In early 2009, the FDA Risk Communication Advisory Committee will hold a public meeting to discuss the study's findings. In addition, the FDA has created a Web site to receive public comment on the study and solicit feedback on the best ways to provide useful prescription information to consumers.
The FDA regulates prescription drug labeling written for health care professionals and Medication Guides and Patient Package Inserts written for consumers, but the agency does not review or approve CMI leaflets. The agency's role, as set forth by Congress, has been to encourage the private sector to provide this information, supply the companies with the necessary guidance and evaluate the private sector's progress.
The FDA-sponsored study was conducted by the National Association of Boards of Pharmacy through a subcontract with researchers at the University of Florida, College of Pharmacy.
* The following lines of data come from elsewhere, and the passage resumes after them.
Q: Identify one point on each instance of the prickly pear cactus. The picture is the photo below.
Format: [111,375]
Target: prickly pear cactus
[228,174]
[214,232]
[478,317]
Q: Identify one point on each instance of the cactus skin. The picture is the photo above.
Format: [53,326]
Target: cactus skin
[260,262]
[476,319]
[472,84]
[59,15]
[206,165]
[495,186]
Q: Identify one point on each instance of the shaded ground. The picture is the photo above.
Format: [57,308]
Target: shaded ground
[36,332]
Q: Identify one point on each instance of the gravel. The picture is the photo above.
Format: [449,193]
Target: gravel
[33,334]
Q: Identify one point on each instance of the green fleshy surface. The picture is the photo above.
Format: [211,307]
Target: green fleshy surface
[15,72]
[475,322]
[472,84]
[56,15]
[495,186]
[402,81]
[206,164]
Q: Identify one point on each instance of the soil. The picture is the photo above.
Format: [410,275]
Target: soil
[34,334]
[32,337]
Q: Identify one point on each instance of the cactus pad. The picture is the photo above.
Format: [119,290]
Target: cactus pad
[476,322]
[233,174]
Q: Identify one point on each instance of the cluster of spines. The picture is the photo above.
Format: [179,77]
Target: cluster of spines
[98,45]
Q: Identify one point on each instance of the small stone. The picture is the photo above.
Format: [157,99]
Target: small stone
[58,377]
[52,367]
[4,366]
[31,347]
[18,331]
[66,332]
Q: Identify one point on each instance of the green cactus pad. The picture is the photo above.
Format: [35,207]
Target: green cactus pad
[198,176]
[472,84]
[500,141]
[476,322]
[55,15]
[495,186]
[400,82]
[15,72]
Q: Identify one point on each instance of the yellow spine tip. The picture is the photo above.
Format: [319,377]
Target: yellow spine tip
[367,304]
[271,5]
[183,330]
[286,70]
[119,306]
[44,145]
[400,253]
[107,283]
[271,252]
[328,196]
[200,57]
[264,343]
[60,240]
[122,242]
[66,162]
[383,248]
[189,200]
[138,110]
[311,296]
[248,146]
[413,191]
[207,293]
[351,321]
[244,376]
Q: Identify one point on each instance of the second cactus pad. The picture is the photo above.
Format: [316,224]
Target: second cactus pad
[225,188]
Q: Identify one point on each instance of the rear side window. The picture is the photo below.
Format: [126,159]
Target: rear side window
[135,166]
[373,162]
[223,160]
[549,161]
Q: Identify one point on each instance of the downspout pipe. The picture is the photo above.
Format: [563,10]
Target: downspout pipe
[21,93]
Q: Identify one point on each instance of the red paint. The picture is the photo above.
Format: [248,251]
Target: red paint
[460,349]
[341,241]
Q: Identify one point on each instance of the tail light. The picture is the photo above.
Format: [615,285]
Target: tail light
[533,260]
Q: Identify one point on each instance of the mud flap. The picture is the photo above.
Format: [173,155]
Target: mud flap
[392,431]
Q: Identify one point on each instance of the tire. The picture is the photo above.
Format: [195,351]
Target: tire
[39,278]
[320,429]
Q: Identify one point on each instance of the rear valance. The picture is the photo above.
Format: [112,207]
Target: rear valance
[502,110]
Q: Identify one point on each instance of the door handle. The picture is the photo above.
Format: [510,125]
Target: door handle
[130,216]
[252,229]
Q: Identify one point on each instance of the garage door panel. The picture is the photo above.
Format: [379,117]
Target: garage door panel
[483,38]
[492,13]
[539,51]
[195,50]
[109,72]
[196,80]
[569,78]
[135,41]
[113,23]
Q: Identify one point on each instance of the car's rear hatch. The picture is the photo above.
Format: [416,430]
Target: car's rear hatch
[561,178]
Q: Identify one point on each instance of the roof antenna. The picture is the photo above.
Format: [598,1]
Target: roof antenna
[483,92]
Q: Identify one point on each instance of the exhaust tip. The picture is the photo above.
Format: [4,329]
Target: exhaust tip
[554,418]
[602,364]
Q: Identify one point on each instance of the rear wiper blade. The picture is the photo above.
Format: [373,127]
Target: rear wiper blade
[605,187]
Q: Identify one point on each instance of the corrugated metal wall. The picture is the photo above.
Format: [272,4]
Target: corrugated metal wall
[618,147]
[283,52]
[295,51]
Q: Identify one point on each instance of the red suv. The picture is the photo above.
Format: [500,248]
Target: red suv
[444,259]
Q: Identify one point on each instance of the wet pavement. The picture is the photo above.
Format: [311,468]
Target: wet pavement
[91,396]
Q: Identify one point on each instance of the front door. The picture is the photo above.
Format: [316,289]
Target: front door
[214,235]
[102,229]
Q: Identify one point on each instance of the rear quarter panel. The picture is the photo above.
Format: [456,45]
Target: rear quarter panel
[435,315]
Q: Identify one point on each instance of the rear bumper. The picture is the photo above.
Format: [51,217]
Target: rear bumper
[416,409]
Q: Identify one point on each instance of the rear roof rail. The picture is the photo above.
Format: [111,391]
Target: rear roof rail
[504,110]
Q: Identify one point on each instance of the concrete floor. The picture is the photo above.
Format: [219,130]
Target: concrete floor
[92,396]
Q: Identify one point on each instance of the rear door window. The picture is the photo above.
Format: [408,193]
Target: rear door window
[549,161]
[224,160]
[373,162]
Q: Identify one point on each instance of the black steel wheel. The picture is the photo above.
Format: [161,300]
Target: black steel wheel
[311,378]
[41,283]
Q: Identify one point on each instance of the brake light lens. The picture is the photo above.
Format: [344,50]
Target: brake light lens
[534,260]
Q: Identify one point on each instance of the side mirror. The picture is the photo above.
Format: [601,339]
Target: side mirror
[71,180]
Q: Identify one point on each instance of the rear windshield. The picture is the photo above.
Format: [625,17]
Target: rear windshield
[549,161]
Shoppers trained to simulate patients visited pharmacies randomly selected throughout the United States. The shoppers gave the pharmacists prescriptions for two commonly prescribed drugs, metformin and lisinopril, and collected the CMI provided with the prescriptions. Expert and consumer panels evaluated the quantity and quality of this information.
There were some improvements shown by the new study when compared to a similar evaluation of CMI in 2001, Evaluation of Written Prescription Information Provided in Community Pharmacies, 2001. That study revealed that 89 percent of patients received written information when their new prescriptions were filled, but only about 50 percent of the CMI met minimal criteria for usefulness.